Hacker News new | ask | show | jobs
by ogogmad 187 days ago
I think most PL parsers use recursive descent, which doesn't require any formal language theory. That said, it's possible that formal language theory has enabled regular expressions to enter widespread use - first via theory; then to make tokenisers; then included in text editors; and then to make GREP.
1 comments

You're going to have a very hard time parsing a language using recursive descent if you don't understand some formal language theory. Recursive descent algorithms have a lot of trouble with left-recursion, and can result in arbitrary backtracking if you're not careful, which can blow up memory and time. To fix left-recursion you need to rewrite your grammar, which means familiarity with formal language theory. To avoid backtracking you typically use an LL(N) or variations thereof, which once again require having a pretty good understanding of formal language theory.
Nah. Source: have done it without formal language theory. You can do most things by printf debugging and kludging.

(Left-recursion? Use a while loop! Mutable state is a pathway to many abilities functional programmers consider unnatural.)

You can definitely write parsers and lexers knowing just enough to be dangerous.

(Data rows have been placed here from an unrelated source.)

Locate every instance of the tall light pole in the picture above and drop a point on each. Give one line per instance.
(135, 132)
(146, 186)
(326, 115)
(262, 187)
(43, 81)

I remember being in the PHP culture where people wrote regex-based hacks instead of the character-at-a-time or token-at-a-time state machines or state machine + a stack kind of things which would be too slow in a language like that.

The less you know the faster you get in trouble when things get tough.

My statement was specific to recursive descent parsing.
But recursive descent parsing is implemented with functions operating on parser state. The whole point of it is that it's very easy to write a parser because the abstraction exactly matches to function calling in programming languages. So you can do the whole range of pl primitives too.